My hunches, beliefs, and comfort with experimentations in regard to particular interactions and procedures led me to enter into several novel areas of collaboration. This, in turn, generated still more opportunities for integrating learning and acquiring new knowledge of interactions which reinforced previously held but vaguely defined beliefs. The process of slowly moving onward through conceptual steps and open-ended beliefs built up the interactive modality in a continuum of learning which permitted me to develop intermediary theoretical formulations toward the final resolution of ideas. Along with these intellectual pursuits, it was necessary to strengthen my ability to bear the anxiety of not having a clear understanding of the meaning of the wide variety of activities whose relationships to the procedures and outcomes were obscure. As I began to deal more effectively with this insecur­ity, I was able to observe new situations more acutely. Eventually, I recognized that there had to be periods of activity which would appear ambiguous, muddled, and disorganized, and which would eventually order and clarify themselves and find their links to a conceptual or theoretical base. This understanding is extremely helpful in alleviating the doubts and uncertainties of working in new and unfamiliar areas. When my confusion was high, I had a guiding principle, "when uncertainty and doubt are strong, don't take chances until clearer patterns emerge—the objective was to gather further information to clarify the pattern before action can be taken."


This principle was demonstrated rather forcefully to me when I began working with social workers in the area of protective serv­ices within the public welfare system. My usual consultant role as a supportive and resourceful colleague was seen as somewhat helpful but not what the workers needed. As I observed the patterns of utilization of this function, it became evident that it was not meeting the priorities of the workers. Their needs were at a different level of urgency and seriousness compared to the needs of other systems in using mental health consulting services. The variables of the life and death of a child who is beaten and killed and the responsibility mandated by the law produced a situation where consultation and resource were not sufficient. What was needed was assertive, clear direction on how to resolve problems that would minimize the risk factors in the life of the child. I had to develop different approaches, bring in material from child and adult psychiatry in a different format, and participate at a more intimate and collaborative level than I had done previously in my mental health consultation activities. I had to participate as a clinician used to dealing with life-threatening potentials and advise on definite patterns of activity to control the danger. These neces­sitated a rearrangement of my ov/n internal identification and expectations and a deliberate development of new skills, which I developed in an evolutionary approach.


The uncertainties of working in a new setting and of trying to develop conceptual order out of new data impose constraints on the ability of the professional to feel comfortable and to respond rapidly to new ideas and feelings. These constraints are directly related to the scope of the professional's own sensory apparatus and the conceptual boundaries of his/her professional mind-set.
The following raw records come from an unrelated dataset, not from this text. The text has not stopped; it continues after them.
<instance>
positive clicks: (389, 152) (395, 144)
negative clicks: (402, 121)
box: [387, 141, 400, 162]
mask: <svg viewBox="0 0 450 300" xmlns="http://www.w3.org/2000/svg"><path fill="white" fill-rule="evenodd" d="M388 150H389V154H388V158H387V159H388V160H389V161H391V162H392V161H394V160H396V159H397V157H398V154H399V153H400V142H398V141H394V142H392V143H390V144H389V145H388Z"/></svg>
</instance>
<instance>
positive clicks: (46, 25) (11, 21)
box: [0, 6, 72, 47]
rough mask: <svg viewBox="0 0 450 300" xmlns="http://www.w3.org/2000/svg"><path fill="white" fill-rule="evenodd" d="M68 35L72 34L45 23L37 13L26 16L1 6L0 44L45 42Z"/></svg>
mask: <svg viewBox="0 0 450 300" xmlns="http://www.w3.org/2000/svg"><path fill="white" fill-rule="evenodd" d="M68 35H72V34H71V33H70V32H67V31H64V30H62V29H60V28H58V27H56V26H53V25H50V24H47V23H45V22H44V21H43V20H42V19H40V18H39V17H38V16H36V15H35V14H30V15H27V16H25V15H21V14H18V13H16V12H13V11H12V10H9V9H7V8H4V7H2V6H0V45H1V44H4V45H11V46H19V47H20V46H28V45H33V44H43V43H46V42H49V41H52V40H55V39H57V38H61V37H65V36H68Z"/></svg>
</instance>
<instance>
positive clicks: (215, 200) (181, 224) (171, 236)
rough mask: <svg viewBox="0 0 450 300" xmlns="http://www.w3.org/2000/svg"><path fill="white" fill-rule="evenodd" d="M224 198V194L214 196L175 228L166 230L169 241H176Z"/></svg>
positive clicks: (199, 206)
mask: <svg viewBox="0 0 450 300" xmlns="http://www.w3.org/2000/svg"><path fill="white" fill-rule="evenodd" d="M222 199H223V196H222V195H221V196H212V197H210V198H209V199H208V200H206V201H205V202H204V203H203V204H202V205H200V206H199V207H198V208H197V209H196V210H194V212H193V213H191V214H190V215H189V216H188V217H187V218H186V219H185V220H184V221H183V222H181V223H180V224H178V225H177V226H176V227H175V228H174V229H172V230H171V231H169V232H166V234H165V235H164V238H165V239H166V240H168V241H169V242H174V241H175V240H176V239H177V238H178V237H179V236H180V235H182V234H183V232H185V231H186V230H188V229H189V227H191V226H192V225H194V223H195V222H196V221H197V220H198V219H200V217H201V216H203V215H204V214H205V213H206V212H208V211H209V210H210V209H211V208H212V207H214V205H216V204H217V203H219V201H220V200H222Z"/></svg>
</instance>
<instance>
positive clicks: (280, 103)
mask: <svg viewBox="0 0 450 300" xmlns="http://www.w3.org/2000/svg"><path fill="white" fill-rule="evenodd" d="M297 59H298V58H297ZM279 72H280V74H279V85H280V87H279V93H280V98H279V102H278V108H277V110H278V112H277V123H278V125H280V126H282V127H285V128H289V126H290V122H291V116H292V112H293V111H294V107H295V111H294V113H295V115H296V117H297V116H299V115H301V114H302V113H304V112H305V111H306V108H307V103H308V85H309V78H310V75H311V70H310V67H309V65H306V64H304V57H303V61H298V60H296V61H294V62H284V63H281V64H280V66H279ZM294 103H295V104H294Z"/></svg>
Flexibility and open-ended beliefs are necessary, as is a willing­ness to concentrate on small areas of understood activities and to move gradually to broader conceptual themes. Testing these against known theoretical backgrounds offers a process through which data can be organized and a belief value system developed which then can be incorporated into further learning experience. This material, in turn, can be formulated into teaching content. The encounter between phenomenology, unknown and unsystematically presented by fortuitous historical circumstances, and profes­sional activities provides an opportunity to organize new ideas and concepts in the concept of multiple self-experiences.


Insight can occur when, in the professional's attempts to deal with data that do not fit readily into theoretical categories, a variety of questions arise that promote findings of some rational explana­tion for the phenomenology and lead us to develop new content that enhances our learning and teaching potentials.